Retired Air Force Col. David Antoon agreed to pay $100 to settle after facing felony charges for emailing his former Cleveland Clinic surgeon articles that the doctor found threatening, even though Antoon was, allegedly, left incontinent and impotent a decade ago following his surgery. A judge ordered him to not contact the doctor or the doctor’s family. Antoon instead left a negative Yelp review, which brought him back into court.
He was facing up to a year in prison.
Antoon is white. Whites, typically, receive better treatment in the heath care system and he was well within his rights to leave the negative comments. According to the judicial system, that was irrelevant.
But in a system with rising evidence of racial bias and discrimination, this could be detrimental for Blacks and Latinos. Evidence indicated that healthcare professionals exhibit the same levels of implicit bias as the wider population. The interactions between multiple patients of different races and healthcare professionals revealed the complexity of the phenomenon of implicit bias and its influence on clinician-patient interaction. A patient should not receive a lower standard of care due to race but it is clearly happening.
Ten T. Lewis, an associate professor of epidemiology at Emory University Rollins School of Public Health in Atlanta, explained: “The overwhelming body of research on discrimination and health indicates that self-reported experiences of discrimination are an important risk factor for poor mental and physical health.”

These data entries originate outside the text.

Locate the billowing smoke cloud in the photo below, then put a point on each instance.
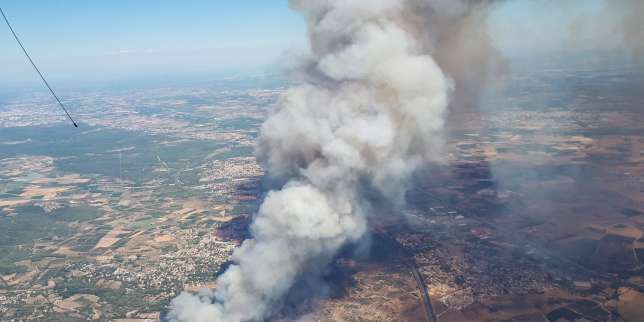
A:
(370, 110)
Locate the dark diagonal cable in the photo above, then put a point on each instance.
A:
(36, 68)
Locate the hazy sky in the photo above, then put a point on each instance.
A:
(83, 40)
(101, 39)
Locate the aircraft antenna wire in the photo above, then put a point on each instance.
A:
(36, 68)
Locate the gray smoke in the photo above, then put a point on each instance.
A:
(370, 109)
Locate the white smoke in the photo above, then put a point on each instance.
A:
(371, 108)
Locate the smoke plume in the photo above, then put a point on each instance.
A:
(369, 110)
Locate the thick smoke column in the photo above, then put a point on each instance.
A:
(370, 109)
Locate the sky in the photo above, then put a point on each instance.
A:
(80, 40)
(113, 40)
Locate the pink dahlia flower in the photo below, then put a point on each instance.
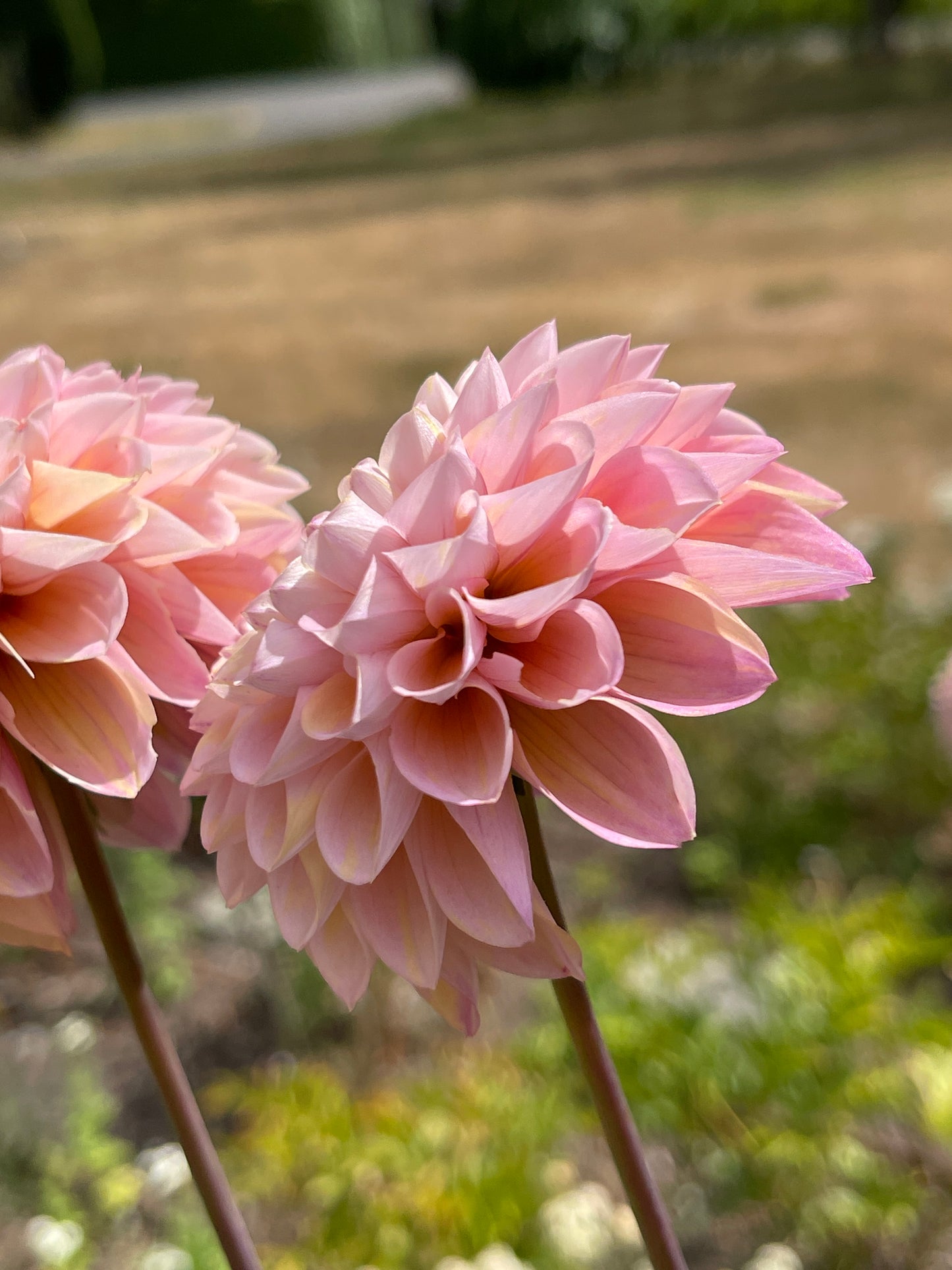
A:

“If you are African-American or Latino and you present to the emergency room with a broken leg or a kidney stone, for example, you’re less likely to be given analgesics at the recommended level,” Lewis says, regarding the administration of medicines that relieve pain. “It doesn’t matter what part of the country you’re in, it doesn’t matter what type of place you’d present to, that we’ve seen fairly consistently.” In addition, she said, there have been similar racial differences found in cardiac care and some studies showing delays in kidney transplantation rates.
So are Blacks at greater risk of litigation even though their care is subpar with reference to industry standards and care given to whites The ramifications are inconceivable given the fact that white physicians would have the means to bog down the Black patient down in legal red tape. Should Blacks not voice concerns over substandard care and risk further injury even possible death just to not be sued for doing so
None of this would remedy the past and ongoing disparities in treatments for Blacks. This is an act of censorship and creates a never-ending cycle and further distrust of medical professionals among Blacks. Possible litigation would be just one more way to silence Black patients who receive low-standard care.